Nationally and worldwide, there is a massive research push to develop nanotechnology, allowing the creation of electronic circuits and devices fabricated from single atoms and molecules. EUV light will be a key component for the creation of nanoscale technologies. "Extreme-ultraviolet wavelengths correspond to the scale relevant to nanotechnology," said David Attwood, director of UC Berkeley's Center for X-Ray Optics and associate director of the ERC. "For the nation to make rapid progress in this competitive field, a wide variety of techniques are needed to make it possible to see small objects, to manipulate, and to manufacture them."

Enabling technology

Extreme-ultraviolet technology is positioned to become the critical enabling technology of the near future, and the NSF ERC in EUV is positioned as a leader to drive this technology. Extreme-ultraviolet technology is expected to be the prime candidate for creating advanced integrated circuits, with high-volume production beginning in 2007. By 2009, six major technology companies, including IBM, Motorola, and Intel, plan to produce computer technologies using EUV radiation with chips based on 16-nm features that will have speeds of 20 GHz, about ten times faster than current technologies.

"We will develop two types of EUV laser sources and applications as part of the center—one based on capillary-discharge plasmas as a laser medium to create an actual EUV laser, and the other based on frequency upconversion of a femtosecond laser in a gas, that upconverts a laser beam in the near-infrared region of the spectrum into the EUV," said Murnane. "Both sources are tabletop sources that have been shown to generate spatially coherent EUV beams with different characteristics that are suitable for a wide variety of applications."

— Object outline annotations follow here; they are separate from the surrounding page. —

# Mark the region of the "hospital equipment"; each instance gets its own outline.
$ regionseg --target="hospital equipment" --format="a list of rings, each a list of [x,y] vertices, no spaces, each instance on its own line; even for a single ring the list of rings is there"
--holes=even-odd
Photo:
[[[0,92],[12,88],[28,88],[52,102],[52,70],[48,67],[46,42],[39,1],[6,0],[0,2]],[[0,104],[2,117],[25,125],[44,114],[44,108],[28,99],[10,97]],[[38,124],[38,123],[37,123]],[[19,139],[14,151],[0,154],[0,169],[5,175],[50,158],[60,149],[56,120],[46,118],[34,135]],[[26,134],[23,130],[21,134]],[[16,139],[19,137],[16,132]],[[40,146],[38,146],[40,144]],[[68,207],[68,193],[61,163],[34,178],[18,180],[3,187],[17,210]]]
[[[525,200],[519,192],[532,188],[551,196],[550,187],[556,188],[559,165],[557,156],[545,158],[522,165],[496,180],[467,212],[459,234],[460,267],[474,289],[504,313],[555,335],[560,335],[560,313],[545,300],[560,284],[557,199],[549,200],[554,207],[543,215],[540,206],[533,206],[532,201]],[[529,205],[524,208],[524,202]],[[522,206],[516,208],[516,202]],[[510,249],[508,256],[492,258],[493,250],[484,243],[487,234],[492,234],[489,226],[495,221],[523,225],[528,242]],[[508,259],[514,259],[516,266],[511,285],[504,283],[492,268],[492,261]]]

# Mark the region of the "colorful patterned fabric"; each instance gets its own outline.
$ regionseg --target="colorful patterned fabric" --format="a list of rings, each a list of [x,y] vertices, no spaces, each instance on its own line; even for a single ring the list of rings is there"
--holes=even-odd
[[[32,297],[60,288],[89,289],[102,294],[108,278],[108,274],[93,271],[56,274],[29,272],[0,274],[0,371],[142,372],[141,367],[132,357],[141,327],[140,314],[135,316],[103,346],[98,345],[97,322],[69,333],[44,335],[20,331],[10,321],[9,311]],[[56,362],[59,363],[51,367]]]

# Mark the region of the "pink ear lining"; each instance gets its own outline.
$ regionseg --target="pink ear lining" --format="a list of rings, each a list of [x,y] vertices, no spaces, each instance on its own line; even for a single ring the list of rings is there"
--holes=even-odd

One long-term goal of the ERC is to create biological soft-x-ray microscopes that can image minute details of individual living cells. Other opportunities are expected to emerge from the possibility of focusing EUV radiation to unprecedented small spot sizes, short pulse durations, and extremely high intensities. These advances should open up new areas of investigation including surface studies, chemical and materials dynamics studies, EUV nonlinear optics, and biological studies.


  1. Nature 421, 51 (2003).
  2. Science 302, 95 (2003).
  3. Science 280, 1412 (1998).
  4. Science 297, 376 (2002).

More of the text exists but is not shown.